[1/N][SymmMem] Add offset to handle, cache on base address (pytorch#161470)

kwen2501 · pytorchmergebot · commit 8dd5aa96894e · 2025-08-27T00:49:06.000Z
For the kernels that need peer pointers directly, the rendezvous handle should allow user to get the offset of tensor wrt to base allocation address. Thus the need to add an `offset` field to SymmMem handle. But we don't want to cache all the handles just bc they have different offsets, hence the search and cache logic below: (i) At rendezvous, the search key is still `x.storage().data_ptr()`, like now, but it should do search in 2 parts - one is just dictionary lookup, like today, if that failed, it needs to search `allocations_` to see if the storage ptr falls in one of the segments. This is possible as we have all segments recorded during alloc. (ii) If this segment hasn't been rendezvoused, we rendezvous it, cache it in the `symm_mem_` map with its base address as key. (iii) We still need to return a handle for the current tensor, with a corresponding offset. This handle will be a shallow copy of the base handle, with the offset adjusted. Some impl details: (i.1) If we find a matching allocation, we can immediately use the allocation base address to do a re-search in `symm_mem_`. (iii.1) To make the handle copy shallow, we move the common information -- base ptrs, base signal pad, etc -- to a structure referenced by both handles. The structure is called `NVSHMEMPeerAllocInfo`. A copy of handle just adds one more `intrusive_ptr` to it. The handle copy constructor accepts an `offset` argument. Test: Existing tests should not fail. Pull Request resolved: pytorch#161470 Approved by: https://github.com/ngimel
diff --git a/torch/csrc/distributed/c10d/symm_mem/NVSHMEMSymmetricMemory.cu b/torch/csrc/distributed/c10d/symm_mem/NVSHMEMSymmetricMemory.cu
@@ -43,21 +43,24 @@ struct NVSHMEMAllocation {
   }
 };
 
-class NVSHMEMSymmetricMemory : public SymmetricMemory {
+// A class to hold the base pointers and signal pad pointers for a group of
+// peers. One `NVSHMEMPeerAllocInfo` object can be shared by multiple
+// `NVSHMEMSymmetricMemory` objects when latter reside on the same allocation
+// and rendezvous over the same group. (The `NVSHMEMSymmetricMemory` objects may
+// have different offsets compared to the base address.)

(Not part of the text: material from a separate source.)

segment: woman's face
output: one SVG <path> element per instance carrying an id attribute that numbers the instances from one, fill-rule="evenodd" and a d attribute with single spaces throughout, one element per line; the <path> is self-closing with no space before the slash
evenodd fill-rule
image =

+class NVSHMEMPeerAllocInfo : public c10::intrusive_ptr_target {
  public:
-  NVSHMEMSymmetricMemory(
+  NVSHMEMPeerAllocInfo(
       std::shared_ptr<NVSHMEMAllocation> allocation,
       const std::string& group_name)
-      : allocation_(allocation),
-        buffer_size_(allocation->buffer_size),
-        device_idx_(allocation->device_idx),
-        group_name_(group_name) {
+      : base_ptr_(allocation->ptr),
+        buffer_size_(allocation->buffer_size) {
     // For logging only
     static int exchanged_n_times = 0;
-    c10::cuda::CUDAGuard guard(device_idx_);
+    c10::cuda::CUDAGuard guard(allocation->device_idx);
 
     auto global_rank = get_group_info("0").rank;
-    GroupInfo& group_info = get_group_info(group_name_);
+    GroupInfo& group_info = get_group_info(group_name);
     auto store = group_info.store;
     rank_ = group_info.rank;
     world_size_ = group_info.world_size;
@@ -70,15 +73,15 @@ class NVSHMEMSymmetricMemory : public SymmetricMemory {
       if (rank_ == 0) {
         LOG(INFO) << "[rank " << rank_ << "]"

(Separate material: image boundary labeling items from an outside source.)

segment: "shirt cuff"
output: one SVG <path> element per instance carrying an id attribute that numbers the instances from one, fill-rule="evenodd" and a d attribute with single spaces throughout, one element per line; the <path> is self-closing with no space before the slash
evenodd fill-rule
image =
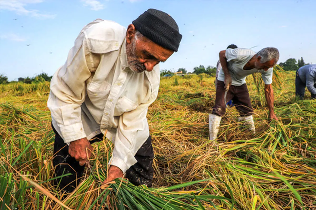
<path id="1" fill-rule="evenodd" d="M 87 137 L 82 123 L 61 127 L 60 131 L 64 142 L 69 145 L 71 142 Z"/>
<path id="2" fill-rule="evenodd" d="M 123 172 L 123 173 L 126 172 L 131 166 L 137 162 L 137 161 L 135 158 L 134 160 L 129 160 L 128 164 L 124 160 L 117 157 L 112 157 L 110 160 L 109 164 L 112 166 L 115 166 L 118 167 Z"/>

                   << " rank_to_global_rank: " << group_info.rank_to_global_rank
-                  << ", group_name: " << group_name_
+                  << ", group_name: " << group_name
                   << ", exchanged_n_times: " << exchanged_n_times;
       }
     }
     TORCH_INTERNAL_ASSERT(!group_info.rank_to_global_rank.empty());
     rank_to_global_rank_ = group_info.rank_to_global_rank;
     for (int r = 0; r < world_size_; ++r) {
       buffers_.push_back(nvshmem_ptr(
-          allocation->ptr, rank_to_global_rank_[r]));
+          base_ptr_, rank_to_global_rank_[r]));
     }
 
     // TODO: use the same allocation for signal pad
@@ -114,28 +117,68 @@ class NVSHMEMSymmetricMemory : public SymmetricMemory {
         cudaMemcpyHostToDevice));
   }
 
+ private:
+  void* base_ptr_;
+  size_t buffer_size_;
+  int rank_;
+  int world_size_;
+  std::vector<void*> buffers_;
+  std::vector<void*> signal_pads_;
+  void** buffers_dev_;
+  void** signal_pads_dev_;
+  std::vector<int> rank_to_global_rank_;
+  int* rank_to_global_rank_dev_;
+
+  friend class NVSHMEMSymmetricMemory;
+};
+
+class NVSHMEMSymmetricMemory : public SymmetricMemory {
+ public:
+  NVSHMEMSymmetricMemory(
+      std::shared_ptr<NVSHMEMAllocation> allocation,
+      const std::string& group_name)
+      : allocation_(allocation),
+        device_idx_(allocation->device_idx),
+        group_name_(group_name) {
+    // A handle stores two types of info:
+    // (i) allocation's base ptrs and base signal pads, ours and peers'
+    pai_ = c10::make_intrusive<NVSHMEMPeerAllocInfo>(allocation, group_name);
+    // (ii) offset of tensor compared to base ptr (in byte)
+    offset_ = 0;
+  }
+
+  // Exact copy is not needed / supported
+  NVSHMEMSymmetricMemory(const NVSHMEMSymmetricMemory& other) = delete;
+
+  // Copy with offset is allowed
+  // This is mostly a shallow copy that shares the pointer to `NVSHMEMPeerAllocInfo` which has been created by `other`
+  NVSHMEMSymmetricMemory(const NVSHMEMSymmetricMemory& other, size_t offset)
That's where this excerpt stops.